そしてそんな健斗の気持ちなんて全く関係なしに、麗奈はこの町に、そして健斗の家にやってきた。


最初の第一印象は最悪だった。


妙に馴れ馴れしく、人のことを小馬鹿にしてくる。かと言ってかなり魅力的でそれを逆に健斗をさらにイライラさせた。


人の話は聞かない、自分勝手、その上に文句は多いし、自分を可愛いと思って調子に乗っている。周りに甘えれば自分を助けてくれると思い込んでいる……本当に健斗が一番嫌いとする女の典型的なやつだと思った。


だが決定的にそんなイメージが変わったのはやはりあのときだった。健斗が毎朝麗奈を自転車に乗せて学校に行かなければならない。そんなことに健斗は常に文句を言うようになった。


すると麗奈を怒らせてしまった……かと思えば、麗奈は健斗の考えてたことと全く違った行動を取り始めた。

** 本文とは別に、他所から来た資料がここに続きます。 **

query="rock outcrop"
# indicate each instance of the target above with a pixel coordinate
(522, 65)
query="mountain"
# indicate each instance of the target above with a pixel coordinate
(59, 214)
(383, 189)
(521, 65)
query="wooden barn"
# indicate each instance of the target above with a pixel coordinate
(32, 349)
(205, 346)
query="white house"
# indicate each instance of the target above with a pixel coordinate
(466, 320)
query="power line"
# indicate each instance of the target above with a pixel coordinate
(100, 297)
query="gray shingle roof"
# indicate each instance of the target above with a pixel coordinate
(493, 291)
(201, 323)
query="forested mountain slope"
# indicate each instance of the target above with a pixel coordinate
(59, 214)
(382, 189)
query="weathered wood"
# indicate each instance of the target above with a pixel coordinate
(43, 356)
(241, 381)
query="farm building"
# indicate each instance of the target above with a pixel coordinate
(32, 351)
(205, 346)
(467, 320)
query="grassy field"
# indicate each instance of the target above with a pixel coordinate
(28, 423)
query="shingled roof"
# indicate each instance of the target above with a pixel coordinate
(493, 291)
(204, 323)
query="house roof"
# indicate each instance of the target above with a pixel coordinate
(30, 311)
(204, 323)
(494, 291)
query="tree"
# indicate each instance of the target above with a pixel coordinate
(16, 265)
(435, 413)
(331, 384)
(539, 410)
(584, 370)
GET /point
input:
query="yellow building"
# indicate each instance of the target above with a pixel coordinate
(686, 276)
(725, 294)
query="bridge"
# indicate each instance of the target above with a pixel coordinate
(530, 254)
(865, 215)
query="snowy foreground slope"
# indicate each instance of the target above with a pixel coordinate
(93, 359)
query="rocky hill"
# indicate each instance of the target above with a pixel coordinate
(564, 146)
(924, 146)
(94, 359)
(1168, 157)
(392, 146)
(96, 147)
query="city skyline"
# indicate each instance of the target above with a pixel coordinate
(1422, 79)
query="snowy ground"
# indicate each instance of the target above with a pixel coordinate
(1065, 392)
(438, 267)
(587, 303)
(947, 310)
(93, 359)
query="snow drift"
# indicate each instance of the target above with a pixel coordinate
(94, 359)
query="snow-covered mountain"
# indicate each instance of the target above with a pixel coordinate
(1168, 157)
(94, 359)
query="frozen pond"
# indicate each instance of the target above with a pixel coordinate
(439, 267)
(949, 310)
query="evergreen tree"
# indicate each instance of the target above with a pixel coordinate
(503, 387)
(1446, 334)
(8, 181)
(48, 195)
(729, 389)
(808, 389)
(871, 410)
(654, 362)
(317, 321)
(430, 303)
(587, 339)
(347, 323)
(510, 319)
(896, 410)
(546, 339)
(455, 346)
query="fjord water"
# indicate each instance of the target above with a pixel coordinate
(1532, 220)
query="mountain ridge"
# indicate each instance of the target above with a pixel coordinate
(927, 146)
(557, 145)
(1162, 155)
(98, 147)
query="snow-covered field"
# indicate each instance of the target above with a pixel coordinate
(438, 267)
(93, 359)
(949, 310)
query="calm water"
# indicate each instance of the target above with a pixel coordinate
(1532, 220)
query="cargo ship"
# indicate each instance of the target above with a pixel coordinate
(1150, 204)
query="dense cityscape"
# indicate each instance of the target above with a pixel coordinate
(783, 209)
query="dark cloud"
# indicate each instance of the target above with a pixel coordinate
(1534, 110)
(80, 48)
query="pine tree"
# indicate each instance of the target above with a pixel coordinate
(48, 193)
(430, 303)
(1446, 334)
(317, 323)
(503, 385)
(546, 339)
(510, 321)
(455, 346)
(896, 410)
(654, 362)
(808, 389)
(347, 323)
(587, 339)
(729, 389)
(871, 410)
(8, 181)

誰にも言わず、ボロボロになりながらも苦手な自転車を懸命になって練習する麗奈を見て、健斗は驚きと共に大きな視点の変化を見いだした。麗奈は健斗の考えてるようなやつじゃないということが分かったのだ。


本当は思慮深く、負けん気と根性も備わっていた。


それから時を経て、麗奈と大喧嘩をしてしまったときがあった。……キス事件だ。突然されたキスを、女の子と初めてしたキスをあんな形でしてしまうとは誰が予想しただろう。


それと同時に激しい怒りを麗奈に抱いた。やっぱり誰にでもこういうことをするようなやつなのかと、健斗は落胆と共に麗奈に対して激しい怒りを覚え、関わりを完全に絶とうとした……


しかしそれは出来なかった。時間が経つにつれ、麗奈のことが気になりだしている自分がいた。最終的にはキスされたことなんてどうでもよくなっていた。


そしてその夜、麗奈に少しだけ自分の過去のことを話した。どうしてか自分でも分からなかった。麗奈と喧嘩している間、翔のことをずっと思い出していたのだ。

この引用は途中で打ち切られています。